In this report, we describe a simple probabilistic and decision-theoretic planning problem. We show how algorithms developed in the field of Markovian decision theory, a subfield of stochastic dynamic programming (operations research), can be used to construct optimal plans for this planning problem, and we present some of the complexity results known. Although their computational complexity allows only small problems to be solved optimally, the methods presented here are helpful as a theoretical framework. They allow one to make statements about the structure of an optimal plan, to guide the development of heuristic planning methods, and to evaluate their performance. We show the connection between this normative theory and universal planning, reinforcement learning, and anytime algorithms.
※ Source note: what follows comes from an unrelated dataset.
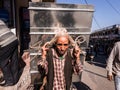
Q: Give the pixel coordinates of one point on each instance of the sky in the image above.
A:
(106, 12)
One can easily construct a one-step planner by using a Markovian decision algorithm and a random assignment of actions to states as the initial plan. In many planning domains, it is easy for human problem solvers to construct a working plan, although it is difficult for them to find the optimal (or a close-to-optimal) plan. Therefore, we propose a two-step planning method: During the first planning phase, a working (i.e. ergodic), but not necessarily optimal plan is constructed. Sometimes, a domain specific planning method might be available for this task. We show that such a planning method can be obtained even in probabilistic domains by taking advantage of deterministic or quasi-deterministic actions. Thus, traditional (deterministic) planners can be useful in probabilistic domains. We also state a general greedy algorithm that accomplishes this task if no domain specific method is available. During the second planning phase, a Markovian decision algorithm is used to incrementally refine the initial plan and derive increasingly better plans, until the optimal plan is finally found. Since this algorithm is an anytime algorithm, we can trade off planning time and the execution reward of the plan.

Finally, we briefly present a software package that implements our ideas. The probabilistic domain can be modeled using an augmented STRIPS notation. It is automatically translated into a Markovian decision problem, that is then solved.